= Smerd =

Serf in the medieval Slavic states of Central and East Europe

A smerd (смердъ) was a free peasant and later a feudal-dependent serf in the medieval Slavic states of East Europe. Sources from the 11th and 12th centuries (such as the 12th-century Russkaya Pravda) mention their presence in Kievan Rus' and Poland as the smerdones. Etymologically, the word smerd comes from a common Indo-European root meaning "ordinary man" or "dependent man".

In Kievan Rus', smerdy were peasants who gradually lost their freedom (partially or completely) and whose legal status differed from group to group. Unlike slaves, they had their own property and had to pay fines for their delinquencies, legally the smerds never possessed full rights; killing of a smerd was punished by the same fine as killing of a kholop (similarly to a slave). The property of the deceased was inherited by the knyaz (prince). The Russkaya Pravda forbade torturing smerds during court examination without consent of the knyaz.

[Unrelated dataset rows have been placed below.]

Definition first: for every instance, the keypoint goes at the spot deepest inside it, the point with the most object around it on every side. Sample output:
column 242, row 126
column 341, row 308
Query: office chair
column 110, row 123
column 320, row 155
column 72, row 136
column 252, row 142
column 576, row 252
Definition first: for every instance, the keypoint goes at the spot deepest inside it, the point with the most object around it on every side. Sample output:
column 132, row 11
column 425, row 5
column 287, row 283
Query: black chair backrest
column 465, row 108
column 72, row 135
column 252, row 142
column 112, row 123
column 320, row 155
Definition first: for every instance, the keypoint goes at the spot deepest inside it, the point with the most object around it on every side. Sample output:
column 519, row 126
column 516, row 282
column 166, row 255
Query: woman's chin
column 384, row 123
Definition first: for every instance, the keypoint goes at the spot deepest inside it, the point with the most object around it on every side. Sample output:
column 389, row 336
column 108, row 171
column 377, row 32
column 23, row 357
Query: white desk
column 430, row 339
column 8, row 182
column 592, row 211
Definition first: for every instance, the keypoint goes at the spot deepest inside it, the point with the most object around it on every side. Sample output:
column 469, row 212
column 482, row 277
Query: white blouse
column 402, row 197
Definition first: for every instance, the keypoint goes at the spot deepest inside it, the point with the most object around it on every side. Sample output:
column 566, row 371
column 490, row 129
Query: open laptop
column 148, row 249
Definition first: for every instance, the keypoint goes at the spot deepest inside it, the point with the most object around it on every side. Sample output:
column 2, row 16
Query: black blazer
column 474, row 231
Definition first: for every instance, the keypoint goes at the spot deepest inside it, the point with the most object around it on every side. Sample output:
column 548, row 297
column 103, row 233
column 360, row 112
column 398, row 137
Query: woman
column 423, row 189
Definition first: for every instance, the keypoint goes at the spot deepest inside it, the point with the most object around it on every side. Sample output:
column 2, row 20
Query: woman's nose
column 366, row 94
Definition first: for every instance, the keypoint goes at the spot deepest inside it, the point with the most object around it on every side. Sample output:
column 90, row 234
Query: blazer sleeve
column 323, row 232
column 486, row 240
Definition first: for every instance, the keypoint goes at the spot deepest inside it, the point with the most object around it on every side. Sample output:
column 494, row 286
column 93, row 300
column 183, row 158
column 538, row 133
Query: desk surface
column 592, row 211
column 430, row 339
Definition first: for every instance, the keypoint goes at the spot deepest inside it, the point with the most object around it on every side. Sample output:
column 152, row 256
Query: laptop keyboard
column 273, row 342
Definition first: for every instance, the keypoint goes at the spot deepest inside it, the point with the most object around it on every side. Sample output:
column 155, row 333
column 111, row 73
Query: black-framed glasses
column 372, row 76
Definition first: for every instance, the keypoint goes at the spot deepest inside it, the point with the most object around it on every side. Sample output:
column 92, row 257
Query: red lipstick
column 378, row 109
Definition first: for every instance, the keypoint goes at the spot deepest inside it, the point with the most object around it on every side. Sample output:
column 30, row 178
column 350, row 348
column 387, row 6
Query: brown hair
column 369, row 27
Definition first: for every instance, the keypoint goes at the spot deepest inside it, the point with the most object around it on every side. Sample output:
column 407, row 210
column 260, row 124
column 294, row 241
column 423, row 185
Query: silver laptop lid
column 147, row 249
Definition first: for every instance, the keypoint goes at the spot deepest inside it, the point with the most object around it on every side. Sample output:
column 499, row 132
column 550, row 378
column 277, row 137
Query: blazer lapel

During the 12th and the 13th centuries a number of sources mention the smerdy while narrating events in Halych-Volynia and in Novgorod. It appears that during this period the term smerd encompassed the whole rural population of a given region. Sources of the 14th and 15th centuries refer to smerds of Novgorod and Pskov as peasant-proprietors, who possessed lands collectively (communes) or individually and had the right to freely alienate their own allotments. However, their personal freedom was limited: they were forbidden to seek a new master or princely patronage. The knyaz could not accept complaints from smerds against their master. Also, smerds had to provide labor services and to pay tribute (dan) to the benefit of the city as a collective feudal master.

In Russia from the 14th century the word smerd as a denotation for peasants and other commonfolk was replaced with the word krestyanin (крестьянин), meaning peasant. The change was connected to the dying out of Slavic paganism by that time, as well as to the Islamization of the Golden Horde under Öz Beg Khan (ruled 1313–1341), which fostered the rise of Christian self-identification in the vassal Russian lands that were under Mongol yoke.

The old word smerd continued to be used in a pejorative meaning, often in a situation when a lord spoke to dependent people or even to lesser nobles. Also the word acquired a meaning of "one who stinks", with the related verb smerdet' (смердеть or śmierdzieć, to stink).